The Court of Audit, a quasi-judicial body known locally as Cours des comptes is responsible for auditing central government, public and private institutions and other bodies.
In a speech tonight, the Court will provide its annual update, singling out the near 500,000 member pension fund Caisse Interprofessionnelle de Prevoyance et d’Assurance Vieillesse (CIPAV) for poor governance.
President of the Court, Didier Migaud, is set to provide a detailed list of failures at the fund that have affected governance, investments and member services.
The pension fund manages the retirement savings for architects, professional consultants, engineers and the self-employed.
Migaud is to recommend that a provisional administrator, who will oversee future transitions, replace the board of the pension fund.
The Court’s report suggested assets held by the fund had been poorly managed – stemming from a lack of proper financial management – until 2010.
It rebuked the fund for failing to use appropriate procurement procedures in line with requirements for public bodies, and for shirking legal duties.
The report also suggested the fund had "significantly" failed its members, providing pensioners with poor service.
On the fund’s assets, the Court pointed out that the annual return rate of 6% between 1989 and 2012 was significantly below benchmark bond rates over the same time period, highlighting poor investment management.
The Court's report said the cause of the poor performance was a lack of financial management, and the fact investments were managed by a committee that did not employ a code of ethics, even though this has been required by law since 2004.
Prior to 2010, the scheme also placed 75% of its investments with a single investment manager.
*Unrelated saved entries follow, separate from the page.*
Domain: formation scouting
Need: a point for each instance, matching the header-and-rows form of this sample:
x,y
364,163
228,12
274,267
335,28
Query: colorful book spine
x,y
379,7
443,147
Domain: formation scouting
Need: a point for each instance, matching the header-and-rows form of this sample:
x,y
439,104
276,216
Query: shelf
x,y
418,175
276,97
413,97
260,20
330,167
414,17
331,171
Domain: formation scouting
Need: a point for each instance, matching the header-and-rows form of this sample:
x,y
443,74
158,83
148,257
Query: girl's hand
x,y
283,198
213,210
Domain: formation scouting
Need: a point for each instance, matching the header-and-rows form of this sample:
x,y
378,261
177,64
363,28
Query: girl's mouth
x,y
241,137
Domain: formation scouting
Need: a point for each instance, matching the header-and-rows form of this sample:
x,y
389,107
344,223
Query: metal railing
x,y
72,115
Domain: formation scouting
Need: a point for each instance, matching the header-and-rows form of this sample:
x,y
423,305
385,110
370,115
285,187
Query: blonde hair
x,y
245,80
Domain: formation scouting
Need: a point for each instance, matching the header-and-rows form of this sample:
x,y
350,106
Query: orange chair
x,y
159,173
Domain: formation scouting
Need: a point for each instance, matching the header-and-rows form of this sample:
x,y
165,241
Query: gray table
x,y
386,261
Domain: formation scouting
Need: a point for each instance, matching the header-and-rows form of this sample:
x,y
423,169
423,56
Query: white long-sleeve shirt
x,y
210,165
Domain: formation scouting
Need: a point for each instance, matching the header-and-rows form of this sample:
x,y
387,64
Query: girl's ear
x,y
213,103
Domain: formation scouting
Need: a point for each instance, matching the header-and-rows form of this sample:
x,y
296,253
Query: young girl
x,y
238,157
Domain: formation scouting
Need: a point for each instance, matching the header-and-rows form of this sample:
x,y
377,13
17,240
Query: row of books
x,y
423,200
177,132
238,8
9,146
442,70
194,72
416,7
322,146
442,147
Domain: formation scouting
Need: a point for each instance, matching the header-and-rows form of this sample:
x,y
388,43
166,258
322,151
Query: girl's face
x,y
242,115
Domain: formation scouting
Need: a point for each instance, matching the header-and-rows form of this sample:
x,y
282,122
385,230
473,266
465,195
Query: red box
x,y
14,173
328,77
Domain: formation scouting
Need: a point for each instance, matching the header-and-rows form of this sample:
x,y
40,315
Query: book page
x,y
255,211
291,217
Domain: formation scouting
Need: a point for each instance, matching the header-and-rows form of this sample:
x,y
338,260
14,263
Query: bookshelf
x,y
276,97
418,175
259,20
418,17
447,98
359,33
Even after CIPAV hired a CFO, the single investment manager still oversaw more than one-third of investments at the end of 2012.
In line with its requirements for a provisional administrator replacing the board, the Court highlighted that 80% of procurement was acquired outside of the framework public bodies are required to follow.
More than half of retirees within the scheme face severe delays in receiving their pension, the report added.
CIPAV’s call centre can only process 25% of received phone calls, resulting in at least three months of delays for pensioners.